Historique

Vers 1135, au pied du coteau boisé le long de la rivière Andelle, Amaury Ier de Meulan seigneur de Gournay, fonde un prieuré de femmes en un endroit appelé Fontaine-Guérard, lieu où coule une source aux vertus guérisseuses.

Vers 1190, sur la demande de Gautier de Coutances, archevêque de Rouen et grand bienfaiteur de monastères, Robert III de Beaumont dit blanches mains, comte de Leicester et cousin d’Amaury de Meulan, fait un don important assurant la renaissance de l’établissement.

Avant 1207, les moniales s’affilièrent à l’ordre de Cîteaux et une bulle du pape Innocent III en ratifie les privilèges. L’église est consacrée en 1218 par Robert Poulain, archevêque de Rouen. Tous les bâtiments réguliers sont construits en 1253, lorsque la première abbesse Ida en prend possession. Le prieuré est érigé en abbaye par saint-Louis.

Beaucoup d’abbesses appartenaient à l’aristocratie du pays. Dans la liste, quelques noms dominent. On cite Élisabeth de Maromme qui gouverna l’abbaye pendant quarante-quatre ans (1496-1540) et fit exécuter des travaux importants. On parle surtout d’Élisabeth Le Cordier de Bigards de la Londe, abbesse pendant quarante-deux ans (16191661).

Plan de l’abbaye (début XVIIIème siècle).

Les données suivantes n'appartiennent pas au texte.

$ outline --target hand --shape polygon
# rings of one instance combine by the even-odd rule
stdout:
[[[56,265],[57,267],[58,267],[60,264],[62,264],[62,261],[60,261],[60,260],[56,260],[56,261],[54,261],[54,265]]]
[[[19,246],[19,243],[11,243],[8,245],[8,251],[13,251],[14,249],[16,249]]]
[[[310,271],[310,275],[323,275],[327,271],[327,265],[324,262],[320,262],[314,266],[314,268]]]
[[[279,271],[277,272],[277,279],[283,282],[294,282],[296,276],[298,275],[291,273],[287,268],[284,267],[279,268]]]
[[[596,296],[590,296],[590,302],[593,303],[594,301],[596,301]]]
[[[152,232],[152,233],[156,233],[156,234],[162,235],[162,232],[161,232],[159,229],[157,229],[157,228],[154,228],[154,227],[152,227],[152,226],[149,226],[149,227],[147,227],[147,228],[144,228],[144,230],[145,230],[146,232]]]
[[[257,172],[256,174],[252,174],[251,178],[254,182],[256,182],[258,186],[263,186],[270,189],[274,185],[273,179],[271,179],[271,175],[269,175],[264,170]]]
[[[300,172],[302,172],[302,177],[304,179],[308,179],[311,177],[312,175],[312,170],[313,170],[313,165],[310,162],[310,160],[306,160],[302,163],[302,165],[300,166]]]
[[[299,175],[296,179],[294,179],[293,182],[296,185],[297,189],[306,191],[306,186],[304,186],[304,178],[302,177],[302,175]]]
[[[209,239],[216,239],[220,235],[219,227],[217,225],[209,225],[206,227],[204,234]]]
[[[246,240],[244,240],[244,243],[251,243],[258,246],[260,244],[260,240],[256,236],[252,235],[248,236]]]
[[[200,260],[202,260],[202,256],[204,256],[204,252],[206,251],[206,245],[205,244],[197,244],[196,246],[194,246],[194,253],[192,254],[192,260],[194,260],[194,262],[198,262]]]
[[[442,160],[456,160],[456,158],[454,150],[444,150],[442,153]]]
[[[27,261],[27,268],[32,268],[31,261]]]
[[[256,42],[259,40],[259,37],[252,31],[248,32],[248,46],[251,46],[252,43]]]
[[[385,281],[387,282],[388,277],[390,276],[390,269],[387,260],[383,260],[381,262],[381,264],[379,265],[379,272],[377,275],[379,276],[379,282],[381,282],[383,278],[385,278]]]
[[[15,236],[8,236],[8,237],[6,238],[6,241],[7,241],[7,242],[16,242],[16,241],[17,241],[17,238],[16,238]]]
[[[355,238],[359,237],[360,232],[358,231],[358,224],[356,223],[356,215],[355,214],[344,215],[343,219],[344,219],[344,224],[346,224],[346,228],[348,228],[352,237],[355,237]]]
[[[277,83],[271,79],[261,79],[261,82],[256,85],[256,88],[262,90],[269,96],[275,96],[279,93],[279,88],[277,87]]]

À la Révolution française, les bâtiments sont vendus comme biens nationaux. La dernière abbesse fut Marie Madeleine-Eléonore du Bosc de Radepont. Nommée en 1777, elle se retire dans sa famille à Radepont en 1790 lors de la dispersion du monastère.

À la destination religieuse des lieux allait succéder une utilisation industrielle.

Le 12 mars 1792, François Guéroult devient acquéreur des bâtiments. Dès lors, il décide de créer une vaste filature de coton. Après avoir utilisé le dortoir des moniales en filature, dortoir devenu rapidement trop petit face au développement de cette activité, Il va utiliser l’abbaye comme carrière de pierre pour la construction de la première filature. En 1822, M. Guéroult vend le domaine industriel au baron Levavasseur, propriétaire de nombreuses filatures en Normandie.

En 1851, dans son Histoire du château de Radepont et de l’abbaye de Fontaine-Guérard, Léon Fallue nous informe qu’il ne reste de l’abbaye que deux bâtiments et l’église, qui forment ensemble les trois parties latérales d’un carré : il s’agit du bâtiment des moniales et du bâtiment sud comprenant le chauffoir et le réfectoire.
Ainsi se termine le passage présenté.